We study the dynamic spin structure factor of the spin-$1/2$ square-lattice Heisenberg antiferromagnet and of the $J$-$Q$ model (with 4-spin interactions $Q$ and Heisenberg exchange $J$). Using an improved method for stochastic analytic continuation of imaginary-time correlation functions computed with QMC simulations, we can treat the sharp ($\delta$-function) contribution from spinwaves (magnons) and a continuum at higher energy. The results for the Heisenberg model agree with neutron scattering experiments on Cu(DCOO)$_2$$\cdot$4D$_2$O, where a broad spectral-weight continuum at $q=(\pi,0)$ was interpreted as deconfined spinons. Our results at $(\pi,0)$ show a similar reduction of the magnon weight and a large continuum, while the continuum is much smaller at $q=(\pi/2,\pi/2)$ (as also seen experimentally). Turning on $Q$, we observe a rapid reduction of the $(\pi,0)$ magnon weight to zero, well before the deconfined quantum phase transition into a spontaneously dimerized state.
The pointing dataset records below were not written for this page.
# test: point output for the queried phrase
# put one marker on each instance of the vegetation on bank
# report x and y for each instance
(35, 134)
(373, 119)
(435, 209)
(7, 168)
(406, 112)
We re-interpret the picture of deconfined spinons at $(\pi,0)$ in the experiments as nearly deconfined spinons---a precursor to deconfined quantum criticality. To further elucidate the picture of a fragile $(\pi,0)$-magnon in the Heisenberg model and its depletion in the $J$-$Q$ model, we introduce an effective model in which a magnon can split into two spinons that do not separate but fluctuate in and out of the magnon space (in analogy with the resonance between a photon and a particle-hole pair in the exciton-polariton problem). The model reproduces the $(\pi,0)$ and $(\pi/2,\pi/2)$ features of the Heisenberg model. It can also account for the rapid loss of the $(\pi,0)$ magnon with increasing $Q$ and a remarkable persistence of a large magnon pole at $q=(\pi/2,\pi/2)$ even at the deconfined critical point.